Mayor-elect Rahm Emanuel went to Rochester, N.Y., and Denver to find his new top leaders for Chicago Public Schools. But he didn’t have to go very far to fill the top positions at the Chicago Transit Authority.
They were right under his nose. And in fact, CTA Board Chairman Terry Peterson is already in that job and will remain there, Emanuel announced Tuesday.
Forrest Claypool, a former chief of staff to Mayor Daley, Cook County commissioner and CEO of the Chicago Park District, was a member of Emanuel’s Transportation and Infrastructure Transportation Team and endorsed Rahm for mayor.
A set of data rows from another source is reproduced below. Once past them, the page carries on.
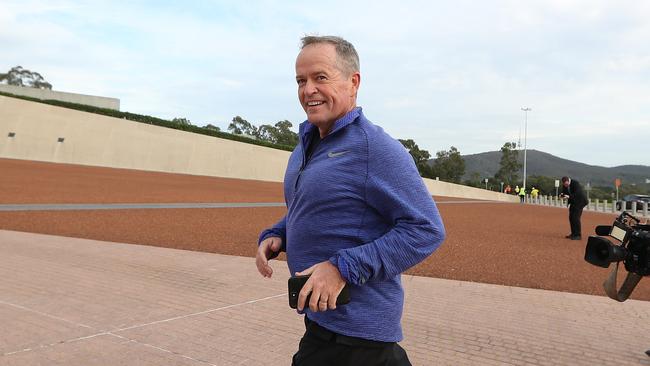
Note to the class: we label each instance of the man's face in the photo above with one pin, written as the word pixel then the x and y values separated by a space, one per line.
pixel 325 92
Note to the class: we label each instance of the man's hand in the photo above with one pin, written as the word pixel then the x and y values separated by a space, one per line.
pixel 325 285
pixel 267 249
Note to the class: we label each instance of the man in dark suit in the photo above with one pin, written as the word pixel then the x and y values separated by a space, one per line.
pixel 577 201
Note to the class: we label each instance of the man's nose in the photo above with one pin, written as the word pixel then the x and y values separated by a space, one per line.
pixel 310 88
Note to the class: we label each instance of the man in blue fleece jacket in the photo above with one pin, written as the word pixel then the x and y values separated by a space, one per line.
pixel 357 213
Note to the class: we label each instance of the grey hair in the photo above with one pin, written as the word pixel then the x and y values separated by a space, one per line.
pixel 346 54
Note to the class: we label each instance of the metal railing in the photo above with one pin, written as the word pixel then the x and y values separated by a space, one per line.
pixel 594 205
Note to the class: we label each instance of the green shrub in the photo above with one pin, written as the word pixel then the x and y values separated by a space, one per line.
pixel 151 120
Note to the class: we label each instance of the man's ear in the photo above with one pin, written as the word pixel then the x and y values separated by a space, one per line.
pixel 356 81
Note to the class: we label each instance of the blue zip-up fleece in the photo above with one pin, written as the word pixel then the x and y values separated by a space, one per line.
pixel 360 203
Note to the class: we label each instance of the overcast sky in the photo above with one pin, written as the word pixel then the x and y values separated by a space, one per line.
pixel 444 73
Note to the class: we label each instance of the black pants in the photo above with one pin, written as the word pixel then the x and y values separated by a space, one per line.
pixel 575 212
pixel 320 346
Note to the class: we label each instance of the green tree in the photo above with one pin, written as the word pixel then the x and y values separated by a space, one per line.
pixel 23 77
pixel 474 180
pixel 508 166
pixel 449 165
pixel 240 126
pixel 182 121
pixel 212 127
pixel 280 134
pixel 420 157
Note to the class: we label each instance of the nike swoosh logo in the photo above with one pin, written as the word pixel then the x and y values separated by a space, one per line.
pixel 337 154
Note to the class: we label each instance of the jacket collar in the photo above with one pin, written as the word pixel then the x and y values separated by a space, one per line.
pixel 306 127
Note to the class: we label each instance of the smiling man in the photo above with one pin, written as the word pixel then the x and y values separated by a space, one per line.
pixel 358 213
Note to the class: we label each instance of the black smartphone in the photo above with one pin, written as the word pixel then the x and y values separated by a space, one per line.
pixel 296 283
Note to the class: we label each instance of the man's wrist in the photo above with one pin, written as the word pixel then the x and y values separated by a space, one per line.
pixel 342 267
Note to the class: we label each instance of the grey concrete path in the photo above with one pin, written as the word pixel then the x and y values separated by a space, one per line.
pixel 70 301
pixel 131 206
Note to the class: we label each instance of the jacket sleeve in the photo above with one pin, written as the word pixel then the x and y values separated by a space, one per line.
pixel 396 191
pixel 278 230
So these appointments beg the question: Is this just same old, same old? Maintaining the status quo?
Only time will tell. And I’m willing to give Claypool, in particular, the time to prove Emanuel made a good choice.
I’m not bothered that Claypool is not a transit expert. I think a
government agency like the CTA needs a strong, tough administrator who
can run a lean, tight ship, make the trains and buses run on time,
safely, and balance the budget. And it helps that Claypool knows his way
around both City Hall and the County Building.
So again, let’s give him a chance to solve the many problems facing the CTA, such as:
2012 operating budget. The $166 million that the CTA got from a bond
sale agreement with the state will be gone in 2012. That money helped
the CTA avert a fare increase in 2010 and 2011, but not service cuts of
18% on bus routes and 9% for rail lines. Without some new Daddy
Warbucks showering the CTA with cash, a fare increase is quite likely.
And more service cuts certainly will have to be considered.
2012 – and beyond – capital budget. The CTA needs almost $7 billion
just to bring all of its properties into a state of good repair. Look no
further than Tuesday’s Brown Line Its capital budget this year is just
over $650 million – barely 10% of what it needs. And that doesn’t
include cash for the Red Line extension to 130th Street, or the Yellow
Line extension, or Orange Line extension, etc.
The CTA will be competing with hundreds of other transit agencies for a
much smaller pot of federal dollars. That’s the big challenge there.
Trains and buses. Claypool could show some real leadership by ordering
changes to the already-outdated design of the new Series 5000 rail cars.
I have “railed” against the crowded “bucket” seats many times. On
buses, decisions on bus rapid decisions remain, among others.
These are just a handful of issues that should give Claypool and
Peterson ample opportunity to show they are real leaders, ready to
provide Chicago with “the affordable, cutting-edge and multifaceted
transportation options that will keep our city moving forward,” as
Mayor-elect Emanuel said at his press conference Tuesday.